Sierra Leone Welcomes Arrest Alleged War Criminal
Sierra Leone Court Welcomes Arrest Of Dutch Man Accused Of War Crimes
The prosecutor of the Special Court for Sierra Leone today welcomed the recent arrest of a Dutch businessman on charges of committing war crimes against Liberians and violating a United Nations arms embargo as "a major blow against Western profiteers who enrich themselves on the suffering of Africans."
"I have long been aware of Gus Kouwenhoven's criminal activity, his involvement in (former Liberian President) Charles Taylor's inner circle and direct support for Taylor's war machine," Prosecutor David Crane said.
The trial in a Netherlands courtroom of Mr. Kouwenhoven, who was arrested on Friday, would spotlight the roles of arms traffickers and international financiers, as well as the abuse of West Africa's resources, he said.

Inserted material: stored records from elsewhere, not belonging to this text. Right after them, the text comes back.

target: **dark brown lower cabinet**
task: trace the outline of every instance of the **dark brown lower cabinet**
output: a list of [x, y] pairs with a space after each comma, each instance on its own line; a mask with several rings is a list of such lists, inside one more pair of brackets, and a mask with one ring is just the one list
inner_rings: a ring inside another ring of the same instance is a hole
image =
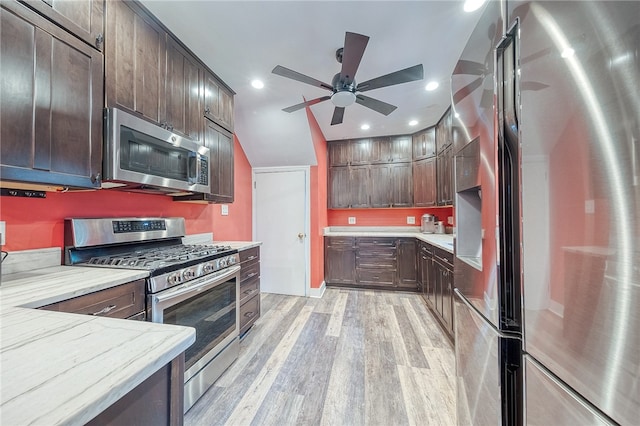
[[184, 423], [184, 353], [161, 367], [87, 426]]
[[453, 254], [421, 242], [418, 262], [422, 297], [453, 340]]
[[418, 291], [412, 238], [325, 237], [327, 285]]
[[240, 253], [240, 336], [260, 318], [260, 247]]

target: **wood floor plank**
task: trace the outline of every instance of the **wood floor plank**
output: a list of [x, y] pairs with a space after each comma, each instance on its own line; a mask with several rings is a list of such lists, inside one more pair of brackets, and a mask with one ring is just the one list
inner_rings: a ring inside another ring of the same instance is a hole
[[328, 287], [261, 301], [186, 426], [455, 423], [453, 348], [419, 295]]
[[251, 423], [262, 401], [269, 392], [280, 368], [289, 355], [291, 348], [295, 345], [296, 340], [298, 340], [311, 312], [313, 312], [313, 309], [310, 306], [304, 306], [302, 308], [300, 314], [291, 324], [287, 334], [280, 341], [277, 350], [271, 354], [271, 357], [267, 360], [266, 365], [260, 371], [258, 377], [254, 379], [248, 391], [231, 413], [228, 420], [230, 424]]

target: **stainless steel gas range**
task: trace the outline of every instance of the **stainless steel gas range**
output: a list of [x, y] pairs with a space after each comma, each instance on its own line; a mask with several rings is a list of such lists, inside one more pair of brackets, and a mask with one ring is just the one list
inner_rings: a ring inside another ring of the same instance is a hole
[[237, 250], [186, 245], [183, 218], [65, 221], [65, 263], [142, 269], [147, 320], [194, 327], [185, 351], [185, 412], [238, 357], [240, 266]]

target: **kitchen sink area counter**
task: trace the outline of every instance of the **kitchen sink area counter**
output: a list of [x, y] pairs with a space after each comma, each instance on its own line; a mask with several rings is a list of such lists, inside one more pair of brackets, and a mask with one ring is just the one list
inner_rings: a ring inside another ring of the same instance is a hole
[[417, 226], [330, 226], [324, 236], [416, 238], [453, 253], [453, 234], [423, 234]]
[[53, 266], [2, 277], [3, 424], [85, 424], [194, 342], [189, 327], [31, 309], [147, 275]]

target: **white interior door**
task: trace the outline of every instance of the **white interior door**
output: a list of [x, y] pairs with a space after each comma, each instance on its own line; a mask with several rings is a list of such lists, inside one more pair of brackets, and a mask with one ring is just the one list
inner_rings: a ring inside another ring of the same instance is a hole
[[256, 168], [253, 233], [260, 290], [305, 296], [309, 276], [309, 168]]

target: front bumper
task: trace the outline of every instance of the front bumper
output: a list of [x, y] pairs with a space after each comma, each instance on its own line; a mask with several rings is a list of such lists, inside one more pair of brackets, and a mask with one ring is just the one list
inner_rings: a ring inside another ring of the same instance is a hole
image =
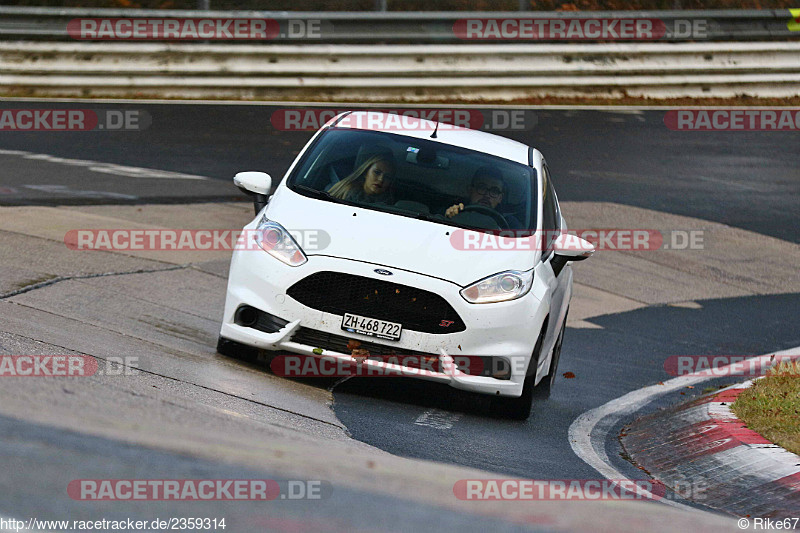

Mr. Crane added that he had not collected the evidence to place Mr. Kouwenhoven among those bearing "greatest responsibility" for international crimes during Sierra Leone's civil conflict, but he had instructed his Special Court investigators to cooperate with the Dutch authorities.
Former President Taylor remains wanted by the Special Court to face a 17-count indictment for war crimes and crimes against humanity.
The Special Court is the
world's first hybrid international war crimes tribunal, and
was established by an agreement in January 2002 between the
United Nations and the Republic of Sierra Leone. It is
headquartered in the capital Freetown.